The three federal judges preparing to hear the oral arguments represent a cross-section of the political spectrum.
They are U.S. Circuit Judge William Canby, an appointee of President Jimmy Carter based in Phoenix; U.S. Circuit Judge Richard Clifton, an appointee of President George W. Bush who is based in Hawaii; and U.S. Circuit Judge Michelle Friedland, an appointee of President Barack Obama who sits in San Jose, California.
Can the case to the Supreme Court? And would Trump’s nominee, Neil Gorsuch, get a chance to vote on it?
Sooner or later, the ultimate legality of Trump’s executive order on Muslim travel is sure to land before the Supreme Court ― with a full briefing schedule and a dramatic showdown in Washington. Every president wants to see his policies succeed, and Trump has already indicated that he might take the case to the nation’s highest court if needed.
“I mean, we’ll see. Hopefully it doesn’t have to,” the president said Tuesday, according to Politico. “It’s common sense. You know some things are law, and I’m all in favor of that. And some things are common sense. This is common sense.”

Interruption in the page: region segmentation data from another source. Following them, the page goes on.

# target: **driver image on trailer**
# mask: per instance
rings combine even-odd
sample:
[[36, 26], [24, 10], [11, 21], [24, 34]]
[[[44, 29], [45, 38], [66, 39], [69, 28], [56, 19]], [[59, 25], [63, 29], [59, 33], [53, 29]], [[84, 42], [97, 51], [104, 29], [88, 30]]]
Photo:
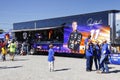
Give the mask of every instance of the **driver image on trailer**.
[[72, 32], [70, 33], [68, 40], [68, 48], [72, 53], [79, 53], [80, 43], [82, 40], [82, 34], [77, 30], [77, 22], [72, 22]]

At this early stage ― in which lower courts haven’t yet reached the merits of Trump’s executive order ― it’s unlikely that the justices will choose to get involved. If there’s an appeal, they may issue a one-line order either reversing or refusing to disturb whatever the 9th Circuit decides after Tuesday’s hearing.
But it’s far more probable they’ll just wait it out until the lower courts develop a bigger record, when there will be more substantive arguments and rulings to review. That could come several months down the line ― which means Neil Gorsuch, the judge Trump nominated to the Supreme Court, may get a chance to weigh in on the case. Just not now.